The C-245 project follows high quality design and delivery requirements. Notice the details of the pavement design. © P. Lecroart / L’Institut Paris Region

 

The initiative of approaching the transformation of the C-245 through a unitary project was taken on by the Barcelona Metropolitan Area (AMB). The project is now steered by the Department of Territory and Sustainability of the Generalitat of Catalonia, the institution in charge of the road and carrying out the work. The coordination of the local municipal councils is supported by the AMB. Ownership and management of the road will be transferred to the municipalities once the work is completed. Each section of the project was discussed locally by the municipalities, who saw the unitary project as a tool to contribute solving local problems. This led to new requirements being incorporated into the initial design, with a consequent increase in the initial budget. The five different lots of the project were awarded to five different companies to carry out the execution of the construction. This unusual formula requires a strict coordination and control by both the Generalitat and the lead designers. The project is currently underway. Work started in 2021 and is expected to end in 2023.

 

A site visit of the works on C-245 road with Joan Caba Roset (AMB) and Bernardo de Sola, lead architect in July 2022 © P. Lecroart / L’Institut Paris Region

 

It is too early to assess the C-245 project as the new street and new express bus system are not fully in service. However, after many decades as a suburban road, the C- 245 will soon become the13-km long unified avenue of the Lower Llobregat -it could be re-branded as such. For the local communities as well as for the Metropolitan Area (AMB), this is a game changer and a huge step forward: the new bus and bike avenue integrates four suburban towns as part of metropolis (Cornellà is already integrated).

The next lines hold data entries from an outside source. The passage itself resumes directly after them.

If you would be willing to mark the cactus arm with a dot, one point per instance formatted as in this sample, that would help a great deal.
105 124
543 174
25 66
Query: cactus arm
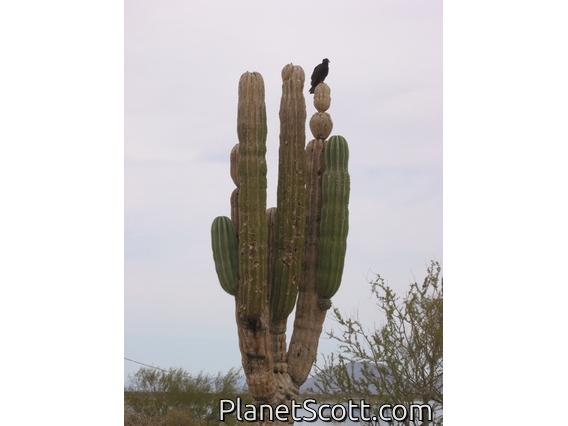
251 171
291 197
334 219
224 244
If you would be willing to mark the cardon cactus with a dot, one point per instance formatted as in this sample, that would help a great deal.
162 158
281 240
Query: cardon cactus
224 242
289 256
334 219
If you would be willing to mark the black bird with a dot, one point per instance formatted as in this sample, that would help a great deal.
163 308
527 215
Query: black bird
319 74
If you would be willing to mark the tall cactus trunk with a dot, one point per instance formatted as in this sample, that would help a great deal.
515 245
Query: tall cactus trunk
271 260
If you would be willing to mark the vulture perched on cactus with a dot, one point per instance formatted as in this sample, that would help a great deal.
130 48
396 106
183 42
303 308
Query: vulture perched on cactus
319 74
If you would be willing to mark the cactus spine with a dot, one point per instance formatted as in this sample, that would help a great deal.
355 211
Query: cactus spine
282 252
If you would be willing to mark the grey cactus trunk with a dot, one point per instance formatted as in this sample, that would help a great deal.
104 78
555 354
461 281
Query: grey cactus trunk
292 255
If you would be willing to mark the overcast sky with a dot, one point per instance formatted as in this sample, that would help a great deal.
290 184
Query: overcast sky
183 61
80 252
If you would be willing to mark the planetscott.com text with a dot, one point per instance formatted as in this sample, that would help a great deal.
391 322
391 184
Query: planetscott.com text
311 411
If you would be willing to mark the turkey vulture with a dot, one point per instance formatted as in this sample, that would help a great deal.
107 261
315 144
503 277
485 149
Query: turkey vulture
319 74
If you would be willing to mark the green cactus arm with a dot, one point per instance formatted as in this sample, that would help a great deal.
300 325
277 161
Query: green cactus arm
251 172
224 245
334 225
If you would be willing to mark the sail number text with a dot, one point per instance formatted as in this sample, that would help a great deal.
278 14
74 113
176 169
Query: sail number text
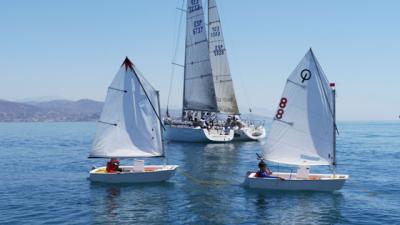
281 111
195 6
198 27
215 32
219 50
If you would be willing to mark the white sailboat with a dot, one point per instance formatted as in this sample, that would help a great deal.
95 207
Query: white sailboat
199 91
130 127
224 90
303 133
208 85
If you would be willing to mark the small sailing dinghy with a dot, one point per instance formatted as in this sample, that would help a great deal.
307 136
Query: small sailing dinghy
303 133
130 127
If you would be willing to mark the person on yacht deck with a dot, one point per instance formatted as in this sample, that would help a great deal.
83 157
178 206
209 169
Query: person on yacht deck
264 171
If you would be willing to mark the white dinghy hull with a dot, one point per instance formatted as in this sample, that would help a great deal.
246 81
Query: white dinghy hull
151 174
196 134
249 134
315 182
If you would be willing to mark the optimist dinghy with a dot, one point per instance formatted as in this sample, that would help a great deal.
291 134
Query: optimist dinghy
130 127
303 133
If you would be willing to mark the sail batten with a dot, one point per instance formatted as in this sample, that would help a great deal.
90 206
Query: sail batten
301 132
199 92
223 83
129 125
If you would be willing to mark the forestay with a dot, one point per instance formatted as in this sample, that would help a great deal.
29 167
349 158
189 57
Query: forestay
302 131
129 125
224 90
199 93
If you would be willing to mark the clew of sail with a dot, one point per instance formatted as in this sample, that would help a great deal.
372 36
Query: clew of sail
301 132
224 90
129 125
198 93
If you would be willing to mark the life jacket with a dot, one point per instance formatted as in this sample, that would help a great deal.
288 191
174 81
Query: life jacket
263 174
111 168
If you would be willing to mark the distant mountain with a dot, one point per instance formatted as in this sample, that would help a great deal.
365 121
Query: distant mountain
50 111
81 110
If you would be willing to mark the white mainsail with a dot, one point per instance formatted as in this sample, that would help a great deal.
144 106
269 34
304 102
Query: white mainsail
302 132
198 93
224 90
129 125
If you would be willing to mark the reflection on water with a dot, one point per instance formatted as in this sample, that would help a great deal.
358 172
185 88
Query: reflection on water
52 187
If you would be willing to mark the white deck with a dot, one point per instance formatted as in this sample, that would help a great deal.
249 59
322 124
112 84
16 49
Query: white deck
196 134
151 173
249 134
314 182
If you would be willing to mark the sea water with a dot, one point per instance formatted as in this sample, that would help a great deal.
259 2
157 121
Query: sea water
44 169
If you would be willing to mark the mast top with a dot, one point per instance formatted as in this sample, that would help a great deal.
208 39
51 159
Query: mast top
127 63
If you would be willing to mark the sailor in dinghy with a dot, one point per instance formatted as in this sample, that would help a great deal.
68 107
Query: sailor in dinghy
130 127
303 133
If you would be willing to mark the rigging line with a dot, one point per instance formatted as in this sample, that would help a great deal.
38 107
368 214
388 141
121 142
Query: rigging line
323 89
175 52
147 96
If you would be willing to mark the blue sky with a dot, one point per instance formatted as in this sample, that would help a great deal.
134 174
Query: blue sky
72 49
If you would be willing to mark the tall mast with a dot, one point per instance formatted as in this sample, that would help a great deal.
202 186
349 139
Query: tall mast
332 85
184 71
161 125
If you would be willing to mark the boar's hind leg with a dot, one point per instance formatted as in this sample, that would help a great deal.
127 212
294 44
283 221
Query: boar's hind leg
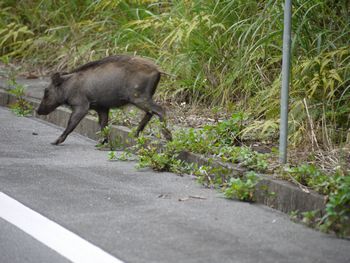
77 115
152 108
103 121
143 123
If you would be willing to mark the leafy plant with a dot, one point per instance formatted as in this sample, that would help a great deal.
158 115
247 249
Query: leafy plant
242 188
337 217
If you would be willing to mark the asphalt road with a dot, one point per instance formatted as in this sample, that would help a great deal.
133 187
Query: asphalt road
135 215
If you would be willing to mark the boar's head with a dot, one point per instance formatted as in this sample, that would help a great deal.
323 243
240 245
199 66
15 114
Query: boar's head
53 94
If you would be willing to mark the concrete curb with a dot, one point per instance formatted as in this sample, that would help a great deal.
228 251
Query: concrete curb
286 196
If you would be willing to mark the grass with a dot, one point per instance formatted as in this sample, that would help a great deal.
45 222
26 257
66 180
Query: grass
226 54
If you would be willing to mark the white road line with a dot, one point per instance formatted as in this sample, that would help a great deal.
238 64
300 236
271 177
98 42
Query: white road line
66 243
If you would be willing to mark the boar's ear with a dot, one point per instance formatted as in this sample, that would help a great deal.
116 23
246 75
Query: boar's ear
57 79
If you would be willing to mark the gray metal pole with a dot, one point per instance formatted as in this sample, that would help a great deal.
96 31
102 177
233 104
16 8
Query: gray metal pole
285 80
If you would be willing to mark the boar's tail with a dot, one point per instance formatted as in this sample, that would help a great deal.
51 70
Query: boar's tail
168 74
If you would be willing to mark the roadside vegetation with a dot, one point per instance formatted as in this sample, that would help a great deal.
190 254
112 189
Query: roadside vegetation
227 58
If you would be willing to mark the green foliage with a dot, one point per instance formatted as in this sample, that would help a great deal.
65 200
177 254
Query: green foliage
242 188
337 187
159 159
311 176
112 144
225 52
337 217
211 176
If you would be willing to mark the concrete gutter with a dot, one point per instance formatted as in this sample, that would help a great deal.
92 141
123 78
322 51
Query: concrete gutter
286 196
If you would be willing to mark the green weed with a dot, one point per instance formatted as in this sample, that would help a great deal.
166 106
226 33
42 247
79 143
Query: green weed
242 188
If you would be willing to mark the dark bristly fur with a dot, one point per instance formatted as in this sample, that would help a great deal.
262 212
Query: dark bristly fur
111 82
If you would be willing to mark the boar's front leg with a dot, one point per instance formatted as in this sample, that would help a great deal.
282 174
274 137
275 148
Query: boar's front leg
78 113
103 121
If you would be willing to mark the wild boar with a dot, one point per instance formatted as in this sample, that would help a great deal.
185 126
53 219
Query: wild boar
100 85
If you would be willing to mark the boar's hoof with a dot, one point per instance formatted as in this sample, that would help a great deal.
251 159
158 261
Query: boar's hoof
58 141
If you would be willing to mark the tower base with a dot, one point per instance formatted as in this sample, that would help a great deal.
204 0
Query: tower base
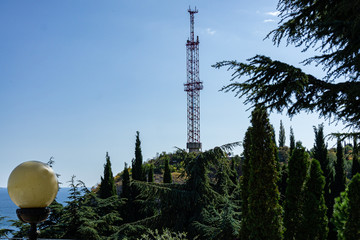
193 147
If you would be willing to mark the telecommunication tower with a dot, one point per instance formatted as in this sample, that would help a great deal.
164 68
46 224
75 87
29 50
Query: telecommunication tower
193 87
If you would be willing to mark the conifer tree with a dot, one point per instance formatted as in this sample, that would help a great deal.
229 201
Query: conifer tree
137 164
151 173
292 140
314 222
264 209
167 172
298 165
126 190
320 154
107 185
352 225
340 178
244 185
282 137
356 166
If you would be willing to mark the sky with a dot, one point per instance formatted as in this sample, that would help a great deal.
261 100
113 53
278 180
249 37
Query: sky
79 78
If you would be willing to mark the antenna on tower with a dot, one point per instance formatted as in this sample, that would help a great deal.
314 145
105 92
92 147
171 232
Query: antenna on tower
193 87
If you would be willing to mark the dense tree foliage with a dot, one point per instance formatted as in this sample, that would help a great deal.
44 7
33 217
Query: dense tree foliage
263 200
314 223
333 27
298 166
282 137
107 185
352 225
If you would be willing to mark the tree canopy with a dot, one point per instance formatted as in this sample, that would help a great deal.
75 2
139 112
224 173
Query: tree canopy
332 27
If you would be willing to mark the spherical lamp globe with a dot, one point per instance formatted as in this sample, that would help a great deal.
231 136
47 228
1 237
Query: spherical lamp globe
32 184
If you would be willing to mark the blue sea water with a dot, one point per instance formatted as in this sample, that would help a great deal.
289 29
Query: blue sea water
8 208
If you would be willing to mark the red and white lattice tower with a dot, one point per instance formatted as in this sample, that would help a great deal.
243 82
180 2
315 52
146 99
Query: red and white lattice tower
193 87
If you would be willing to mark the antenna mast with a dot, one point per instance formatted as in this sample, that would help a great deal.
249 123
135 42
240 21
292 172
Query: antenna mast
193 87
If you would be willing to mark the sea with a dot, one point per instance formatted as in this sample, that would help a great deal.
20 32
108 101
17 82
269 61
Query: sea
8 208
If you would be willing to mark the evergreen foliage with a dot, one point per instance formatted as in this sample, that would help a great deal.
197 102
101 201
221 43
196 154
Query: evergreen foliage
107 185
340 178
244 185
292 141
341 214
126 190
356 165
331 26
352 225
137 165
263 198
314 223
282 137
167 172
320 154
298 166
151 173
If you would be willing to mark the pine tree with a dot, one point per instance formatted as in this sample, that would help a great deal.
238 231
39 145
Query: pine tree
126 190
137 165
292 140
298 165
264 209
320 154
167 172
352 225
282 137
244 185
151 173
340 178
107 185
356 166
314 222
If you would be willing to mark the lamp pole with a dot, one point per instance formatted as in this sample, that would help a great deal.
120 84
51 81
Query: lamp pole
32 186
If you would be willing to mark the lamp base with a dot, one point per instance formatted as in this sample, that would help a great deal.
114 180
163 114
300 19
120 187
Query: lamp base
33 216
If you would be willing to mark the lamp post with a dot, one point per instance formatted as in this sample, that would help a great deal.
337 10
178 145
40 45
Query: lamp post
32 186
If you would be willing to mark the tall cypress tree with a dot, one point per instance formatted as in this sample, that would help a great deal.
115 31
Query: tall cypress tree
356 166
314 224
137 167
320 154
107 185
340 178
151 173
244 185
352 225
126 191
282 137
292 140
167 172
298 165
264 208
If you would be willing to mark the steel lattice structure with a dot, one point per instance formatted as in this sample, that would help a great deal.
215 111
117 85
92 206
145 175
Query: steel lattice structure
193 87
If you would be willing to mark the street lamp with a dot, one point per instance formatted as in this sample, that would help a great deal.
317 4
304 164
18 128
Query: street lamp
32 186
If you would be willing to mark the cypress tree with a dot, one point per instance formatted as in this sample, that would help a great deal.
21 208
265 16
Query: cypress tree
126 190
292 140
314 222
356 166
264 209
244 186
137 164
298 165
352 225
320 154
151 173
340 178
107 185
167 172
281 135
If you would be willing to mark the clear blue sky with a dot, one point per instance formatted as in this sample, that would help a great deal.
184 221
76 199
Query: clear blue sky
79 78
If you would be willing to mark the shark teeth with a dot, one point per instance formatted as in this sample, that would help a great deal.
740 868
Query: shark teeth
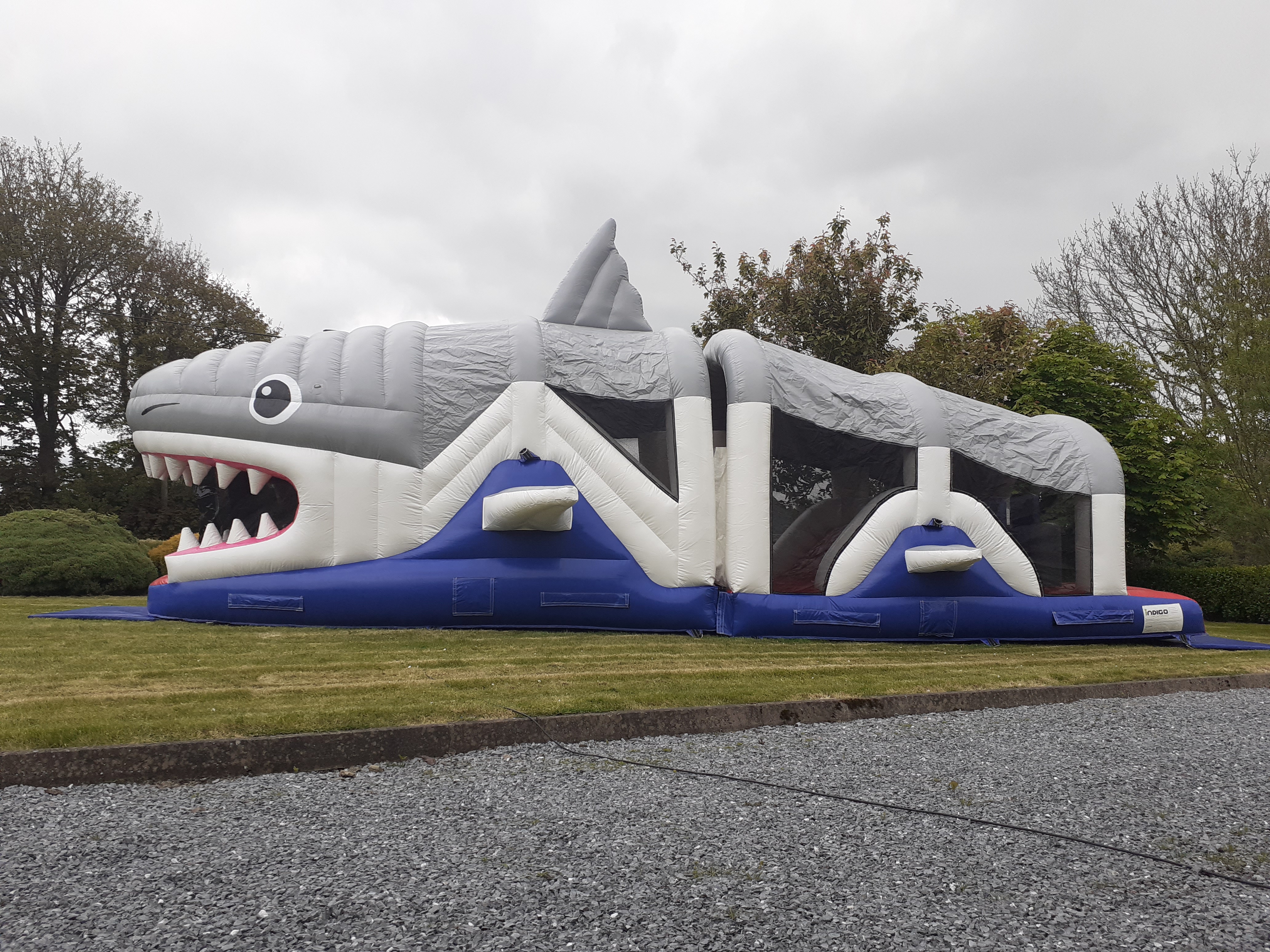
257 479
232 507
199 470
225 475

It significantly improves the quality of public space, supporting new social uses and better walkability, as a potential driver for urban regeneration and new development.

 

This report is about Barcelona’s Metropolitan Avenues strategy with the C-245 Regional Road and the C-33 Meridiana Avenue as pilot-projects. The conversion of the 13-km long C-245 shows the way a metropolitan authority can help to redesign a suburban road into a civic street connecting five municipalities with a busway and a bikeway. The Meridiana Avenue story is about the 30-year long transformation of a former 1960s 7.7 km-long boulevard first into an urban expressway, in the 1990s into a heavily trafficked avenue, and now, in the 2020s, into a greener, pedestrian- and bike-friendly, avenue. Barcelona’s city and metropolitan experience offers an inspiring insight into how we can tackle these issues, now and in the future.